As tech companies fight for available space to build out data centers that will power next-generation AI, a new opportunity has emerged in the corporate parks that are sitting empty in suburban and rural areas of the US, workspace CEOs said at Semafor World Economy.
Companies are increasingly moving their offices closer to cities where available talent is, leaving behind sprawling office campuses.
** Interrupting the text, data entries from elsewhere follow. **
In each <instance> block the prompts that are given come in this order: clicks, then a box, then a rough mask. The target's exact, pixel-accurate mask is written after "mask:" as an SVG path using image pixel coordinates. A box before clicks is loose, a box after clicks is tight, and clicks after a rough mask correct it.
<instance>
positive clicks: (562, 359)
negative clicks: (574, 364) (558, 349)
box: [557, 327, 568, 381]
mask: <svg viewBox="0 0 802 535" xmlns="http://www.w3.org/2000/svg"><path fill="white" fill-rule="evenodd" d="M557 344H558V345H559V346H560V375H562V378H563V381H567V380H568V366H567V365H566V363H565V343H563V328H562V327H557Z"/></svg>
Town leaders don’t want them converted to industrial plants because of associated trucking traffic, data centers bring concerns about power, and residential housing doesn’t bring in the kind of tax revenue that businesses do, said John Santora, CEO of WeWork.
“What’s happening now is they realize as they begin to sit there for four or five years, they don’t have the tax base either way,” Santora said Thursday in Washington, DC. While some are becoming residential spaces, “you’re seeing some shift to data centers, because [the towns] need the cash.”
Diane Hoskins, global cochair at design firm Gensler, echoed the sentiment: “That industrial park — it might be a data center,” she said.
Residents in areas where data centers are coming online have fought against them, citing concerns about energy and water consumption, noise pollution, and what they claim as a general unsightliness. In response, some tech companies have hired design firms like Gensler to spruce up the exteriors, Semafor previously reported.
WeWork is a sponsor of Semafor World Economy. John Santora made his comments in an unsponsored editorial interview.